It works! I had to wait for parts. I ended un also needing an axle, so I replaced 3 wheels and an axle. Next to clean up the track (at least for electrical reasons,) set up the full set and take a video.

I wish I knew what voltages the train and additional things take. The power supply has these voltage; 6, 12, 5-10, 11-16 and 17-22. I ran the train on 5-10 to be safe, but I think it would be happier getting moving with more. I'll see if cleaning the track helps.

Thanks to all for your help. I'll probably be asking for more when it comes time to sell


----------



## teledoc (Oct 22, 2014)

Congratulations on getting it fixed, and running again. The voltage it would most likely work best at would be the 11-16 volt range of the transformer. I wouldn't try the 17-22 range unless you had a longer consist of cars behind the engine. 

Go to eBay, and type in 616 Flying Yankee, to see what others are selling their's for, and look at the upper right of the page, where you will see "ADVANCED" search term. Click on that, and look for the "SOLD" option, and you can see what others have actually SOLD for to give you a ballpark figure of what to ask, when you decide to sell it. You can also Google a few Auction Houses such as Stout Auctions, and do the same thing with getting a ballpark figure of sold items of the 616. Condition is actually the Key for price. If you have the time, you may want to sand and repaint the black painted sections, for appearance. Good Luck!!!


----------



## rwkeating (Jan 16, 2017)

Here is a video of the train in action.






In the center of the track is the rest of the "stuff" I have. Not obvious how or if that stuff works. 

There are a total of 5 lights on the train. The first 2 work.
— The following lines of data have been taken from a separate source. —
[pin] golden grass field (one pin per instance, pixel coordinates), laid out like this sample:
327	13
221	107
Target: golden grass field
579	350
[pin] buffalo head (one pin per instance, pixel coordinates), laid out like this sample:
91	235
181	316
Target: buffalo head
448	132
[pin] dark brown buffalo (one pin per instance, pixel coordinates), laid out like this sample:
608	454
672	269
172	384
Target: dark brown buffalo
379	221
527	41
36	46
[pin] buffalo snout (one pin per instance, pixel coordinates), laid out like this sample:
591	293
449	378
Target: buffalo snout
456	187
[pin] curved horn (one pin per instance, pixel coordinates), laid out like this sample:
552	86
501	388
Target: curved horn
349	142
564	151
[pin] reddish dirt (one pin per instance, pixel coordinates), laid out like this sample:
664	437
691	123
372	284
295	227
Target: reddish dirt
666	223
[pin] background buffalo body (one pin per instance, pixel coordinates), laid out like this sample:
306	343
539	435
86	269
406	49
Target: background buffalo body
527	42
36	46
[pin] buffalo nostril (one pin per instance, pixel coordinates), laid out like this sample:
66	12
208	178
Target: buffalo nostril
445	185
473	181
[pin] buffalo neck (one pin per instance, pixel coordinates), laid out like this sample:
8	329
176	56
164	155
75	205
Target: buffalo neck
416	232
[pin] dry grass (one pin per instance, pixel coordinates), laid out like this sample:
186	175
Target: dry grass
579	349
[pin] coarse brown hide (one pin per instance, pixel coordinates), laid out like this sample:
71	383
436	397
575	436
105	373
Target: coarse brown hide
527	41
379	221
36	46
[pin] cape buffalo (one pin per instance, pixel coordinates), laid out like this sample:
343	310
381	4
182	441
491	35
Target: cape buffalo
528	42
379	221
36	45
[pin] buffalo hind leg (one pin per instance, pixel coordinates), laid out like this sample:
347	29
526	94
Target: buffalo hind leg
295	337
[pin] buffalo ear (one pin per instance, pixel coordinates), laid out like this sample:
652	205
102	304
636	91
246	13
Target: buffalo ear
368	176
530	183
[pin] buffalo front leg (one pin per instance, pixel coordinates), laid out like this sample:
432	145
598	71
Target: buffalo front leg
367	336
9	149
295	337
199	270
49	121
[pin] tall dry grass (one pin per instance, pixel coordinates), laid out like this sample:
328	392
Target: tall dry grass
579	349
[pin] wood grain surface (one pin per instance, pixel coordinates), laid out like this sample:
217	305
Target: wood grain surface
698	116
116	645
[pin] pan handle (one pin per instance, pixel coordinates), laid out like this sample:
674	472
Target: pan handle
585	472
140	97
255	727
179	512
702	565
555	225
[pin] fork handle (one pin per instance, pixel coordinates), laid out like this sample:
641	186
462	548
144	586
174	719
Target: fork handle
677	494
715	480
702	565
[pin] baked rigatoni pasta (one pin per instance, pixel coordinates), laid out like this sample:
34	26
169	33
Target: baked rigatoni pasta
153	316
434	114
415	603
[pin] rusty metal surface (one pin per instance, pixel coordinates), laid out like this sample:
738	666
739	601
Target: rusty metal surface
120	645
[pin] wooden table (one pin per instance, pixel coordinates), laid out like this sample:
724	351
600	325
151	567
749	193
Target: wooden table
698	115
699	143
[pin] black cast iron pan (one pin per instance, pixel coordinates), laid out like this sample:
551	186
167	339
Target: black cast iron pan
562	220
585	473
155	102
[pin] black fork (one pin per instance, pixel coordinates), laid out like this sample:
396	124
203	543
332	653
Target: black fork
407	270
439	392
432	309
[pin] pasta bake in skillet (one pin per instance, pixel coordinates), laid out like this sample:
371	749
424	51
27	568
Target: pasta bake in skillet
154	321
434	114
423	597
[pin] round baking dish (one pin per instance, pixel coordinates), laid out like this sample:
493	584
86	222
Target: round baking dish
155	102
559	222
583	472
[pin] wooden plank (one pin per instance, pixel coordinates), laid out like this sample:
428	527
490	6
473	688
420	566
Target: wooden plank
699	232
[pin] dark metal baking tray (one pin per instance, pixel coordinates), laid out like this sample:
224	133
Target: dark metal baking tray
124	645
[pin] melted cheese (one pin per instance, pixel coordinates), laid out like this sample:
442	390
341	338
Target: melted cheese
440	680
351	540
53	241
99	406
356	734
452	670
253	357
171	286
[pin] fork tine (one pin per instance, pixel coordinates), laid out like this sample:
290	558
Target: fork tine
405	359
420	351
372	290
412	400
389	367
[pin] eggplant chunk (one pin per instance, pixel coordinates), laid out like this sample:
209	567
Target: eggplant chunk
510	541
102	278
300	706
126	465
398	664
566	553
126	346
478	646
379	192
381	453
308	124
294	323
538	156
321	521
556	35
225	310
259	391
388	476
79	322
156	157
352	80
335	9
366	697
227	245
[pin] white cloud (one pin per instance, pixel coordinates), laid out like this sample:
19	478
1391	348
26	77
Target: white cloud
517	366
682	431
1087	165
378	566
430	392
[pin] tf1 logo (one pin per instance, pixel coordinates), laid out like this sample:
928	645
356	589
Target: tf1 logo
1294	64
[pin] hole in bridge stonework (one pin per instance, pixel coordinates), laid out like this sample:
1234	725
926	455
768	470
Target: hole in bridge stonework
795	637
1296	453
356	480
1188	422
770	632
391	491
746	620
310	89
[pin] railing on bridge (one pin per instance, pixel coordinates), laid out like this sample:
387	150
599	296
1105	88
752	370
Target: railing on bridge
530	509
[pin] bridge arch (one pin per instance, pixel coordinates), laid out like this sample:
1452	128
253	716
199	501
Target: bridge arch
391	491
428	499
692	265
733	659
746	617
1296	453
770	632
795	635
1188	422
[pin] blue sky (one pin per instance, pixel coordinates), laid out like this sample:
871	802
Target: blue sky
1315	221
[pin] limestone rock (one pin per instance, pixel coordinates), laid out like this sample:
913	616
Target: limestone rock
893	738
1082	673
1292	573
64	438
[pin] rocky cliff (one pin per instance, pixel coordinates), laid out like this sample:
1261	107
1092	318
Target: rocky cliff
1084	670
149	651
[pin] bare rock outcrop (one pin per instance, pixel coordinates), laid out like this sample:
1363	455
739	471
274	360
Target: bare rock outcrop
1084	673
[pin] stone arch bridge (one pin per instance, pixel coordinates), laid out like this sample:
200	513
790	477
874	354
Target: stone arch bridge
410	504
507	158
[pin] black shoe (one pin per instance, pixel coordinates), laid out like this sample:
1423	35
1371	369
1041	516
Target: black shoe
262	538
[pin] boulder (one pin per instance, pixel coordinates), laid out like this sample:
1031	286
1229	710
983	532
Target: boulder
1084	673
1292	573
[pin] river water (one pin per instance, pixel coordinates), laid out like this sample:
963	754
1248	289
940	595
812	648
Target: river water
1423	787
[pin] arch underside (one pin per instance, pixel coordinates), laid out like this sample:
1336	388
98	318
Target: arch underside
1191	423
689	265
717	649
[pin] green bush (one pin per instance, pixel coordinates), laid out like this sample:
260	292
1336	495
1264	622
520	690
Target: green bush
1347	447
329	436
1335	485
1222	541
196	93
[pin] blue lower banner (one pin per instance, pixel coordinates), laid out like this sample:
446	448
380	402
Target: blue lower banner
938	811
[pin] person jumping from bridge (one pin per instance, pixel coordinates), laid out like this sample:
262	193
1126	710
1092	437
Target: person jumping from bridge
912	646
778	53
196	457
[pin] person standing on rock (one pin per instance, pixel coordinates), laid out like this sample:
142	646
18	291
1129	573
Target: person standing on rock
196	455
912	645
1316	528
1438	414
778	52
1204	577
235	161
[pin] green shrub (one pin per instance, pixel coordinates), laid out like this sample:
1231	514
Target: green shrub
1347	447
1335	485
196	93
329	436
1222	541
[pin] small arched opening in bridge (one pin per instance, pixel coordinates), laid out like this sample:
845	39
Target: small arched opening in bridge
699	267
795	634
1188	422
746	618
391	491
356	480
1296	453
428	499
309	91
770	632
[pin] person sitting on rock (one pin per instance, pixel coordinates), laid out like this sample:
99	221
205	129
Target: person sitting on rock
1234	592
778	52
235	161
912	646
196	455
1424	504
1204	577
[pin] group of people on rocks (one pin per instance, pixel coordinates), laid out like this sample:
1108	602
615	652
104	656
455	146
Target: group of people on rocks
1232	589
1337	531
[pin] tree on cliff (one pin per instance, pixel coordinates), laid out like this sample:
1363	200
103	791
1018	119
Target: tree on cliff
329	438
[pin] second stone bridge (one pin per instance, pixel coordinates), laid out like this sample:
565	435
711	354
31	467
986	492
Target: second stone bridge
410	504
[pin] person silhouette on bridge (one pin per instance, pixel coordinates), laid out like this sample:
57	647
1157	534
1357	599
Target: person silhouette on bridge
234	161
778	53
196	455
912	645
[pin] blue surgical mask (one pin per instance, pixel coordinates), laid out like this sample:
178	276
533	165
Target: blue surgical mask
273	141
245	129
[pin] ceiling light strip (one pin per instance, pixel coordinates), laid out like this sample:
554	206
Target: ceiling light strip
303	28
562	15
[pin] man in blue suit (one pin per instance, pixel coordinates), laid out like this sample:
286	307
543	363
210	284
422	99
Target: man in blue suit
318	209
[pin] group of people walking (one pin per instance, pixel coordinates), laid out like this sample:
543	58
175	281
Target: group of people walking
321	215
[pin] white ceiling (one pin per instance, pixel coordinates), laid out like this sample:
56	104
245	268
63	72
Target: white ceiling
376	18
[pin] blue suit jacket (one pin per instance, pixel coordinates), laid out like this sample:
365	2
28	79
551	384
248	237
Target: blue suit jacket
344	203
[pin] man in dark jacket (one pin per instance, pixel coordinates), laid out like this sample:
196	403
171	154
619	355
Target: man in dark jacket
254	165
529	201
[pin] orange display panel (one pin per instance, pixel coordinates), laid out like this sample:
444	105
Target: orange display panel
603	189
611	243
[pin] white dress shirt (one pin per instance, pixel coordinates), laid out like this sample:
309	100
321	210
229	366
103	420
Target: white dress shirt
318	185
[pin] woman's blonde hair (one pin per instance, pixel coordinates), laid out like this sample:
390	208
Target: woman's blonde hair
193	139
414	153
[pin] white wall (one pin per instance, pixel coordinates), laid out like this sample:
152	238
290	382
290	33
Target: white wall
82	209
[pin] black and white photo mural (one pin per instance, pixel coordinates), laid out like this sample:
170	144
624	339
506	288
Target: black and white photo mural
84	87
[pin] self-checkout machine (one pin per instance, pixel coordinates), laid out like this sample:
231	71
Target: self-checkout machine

The other bulbs are good, but the pickup piece that runs between the wheels is missing. If I would have realized that at the time I would have got them with the other parts. I am just going to sell it as is.


----------



## rkenney (Aug 10, 2013)

Nice video, so glad you fixed it!:thumbsup:


----------



## rwkeating (Jan 16, 2017)

Here is the link to the eBay sale. I have a new video showing all the lights working now. I also have a link to a shared directory that shows more pictures than ebay allows. Thanks for everyones help! http://www.ebay.com/itm/1935-Lionel-616-Flying-Yankee-O-Gauge-Train-Set-4-cars/252788778637


----------



## 400E Blue Comet (Jul 11, 2014)

I bought a 616 Flying Yankee as well, at the First Frost train meet, and I'm not sure how to fix it. I needed wheels for it so I bought a set of four but I guess they're for the other model because they can easily slip on and off the axle. The version I have is the one with a black roof on the cab and silver paint. The motor also doesn't seem to be working but I'm not sure what's wrong with it. I cleaned the commutator and brushes with alcohol, tried powering on the transformer and touching the wires to the pickup and axles but nothing happened. I tried touching the wires to the brush tubes directly as well but the motor still didn't move. The light socket wire is disconnected, there's a wire coming out of the "block" that holds the motor and the light socket is attached to some kind of contact but there's no second wire connecting to the light.


----------



## rwkeating (Jan 16, 2017)

Bellow are links for where I got the axles and wheels. The third link describes using a spacer with the wheels. Mine were very tight and could only be pressed on. They aren't going anywhere except around and around  

Axles
http://store.justtrains.com/Lionel-Prewar-SL-77-O-Gauge-Locomotive-Axles-Pair_p_2132.html

Wheels
http://henningstrains.lightspeedweb...eel-set-for-lionel-o-streamliners-4pcs/dp/755

Wheel spacer explanation at bottom of this page: 
http://store.justtrains.com/752M-51-52-Wheel-Set-2-Gear-2-Plain_p_1790.html

Does your train have the "E-Unit"? If so, check the position of that switch. If turned too far, the switch on mine would short out the motor. Check for continuity between the motor pickups and ground. There should NOT be any! If there is, move the E-Unit lever and see if that makes it go away. If that isn't the problem, check any wires that may have shorted to ground where they are next to metal. Mine didn't have that problem but those wires are old so it is worth checking.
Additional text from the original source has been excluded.